Annan will meet President Dmitry Medvedev and Foreign Minister Sergei Lavrov on Sunday before flying to China, the other UN Security Council member resisting global efforts to condemn Syrian President Bashar al-Assad.
The UN-Arab League envoy will be carrying with him the embattled leader's answer to a peace plan under which Syria could begin a "political transition" to a representative government, with no specifically defined role for Assad.
Moscow backed Wednesday's non-binding Security Council statement in support of the initiative only after making sure it contained no implicit threat of further action should Assad fail to comply.
Washington's UN ambassador Susan Rice admitted that the UN call represented only "a modest step" towards ending a year of bloodshed that the opposition says has claimed more than 9,100 lives.
But it came amid growing signs that Moscow was beginning to lose patience with Assad, despite his commitment to massive new Russian arms purchases and the granting of key naval access to the Mediterranean Sea.
A top Kremlin-linked lamwker said Assad should treat the UN statement as "an insistent recommendation" whose implementation would determine the future course of relations between the two countries.
"Assad has to take the first step: he must pull the Syrian army out of large cities," the lower house of parliament's foreign affairs chief Mikhail Margelov said on Thursday.
"Russia's future position on the conflict will depend on how succesfully (the Syrian government) complies with the provisions spelled out in the Security Council statement," said Margelov.
But analysts have warned that Russia's interests in Syria are too important for it to allow Western and regional powers to independently dictate the battle-scarred nation's fate.
Russia not only sells billions of dollars in arms to Syria but also relies on Damascus to lobby its interests in a region where Moscow has lost much of its influence in recent years.
Margelov echoed earlier comments by Lavrov, urging Assad to "urgently correct the numerous mistakes that he -- in Russia's official opinion -- has made." But no Russian official has gone so far as to say that Assad has lost his legitimacy -- a stance taken by most Western powers since last year.
"Assad's position is difficult," one Kremlin official told Interfax on Friday. "I do not know whether he has prospects or not. But no one is predicting another 10 years in power for him." The dramatic shift in tone but persistent refusal to join international calls for Assad to go means that "Russia is not wedded to this regime," said Maxim Yusin, foreign affairs correspondent of the daily newspaper Kommersant.
"Russia's main goal is to make sure that Assad's opponents do not grab all the power -- this would see Russia lose everything it has in Syria," said Yusin.

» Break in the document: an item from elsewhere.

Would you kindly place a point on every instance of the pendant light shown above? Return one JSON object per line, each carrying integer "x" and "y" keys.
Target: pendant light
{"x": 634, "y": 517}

"Annan's visit should tell us what Russia is willing to do should Assad not listen on this occasion." Russia's immediate plans include a meeting next week with members of a moderate opposition group called the National Coordination Committee for Democratic Change in Syria.
The alliance, which has previously refused to join the Syrian National Council's calls for urgent international intervention, appears to be viewed more favourably by the Kremlin.
"We think this organisation is no less -- and probably more -- influential than the Syrian National Council," said Deputy Foreign Minister Mikhail Bogdanov.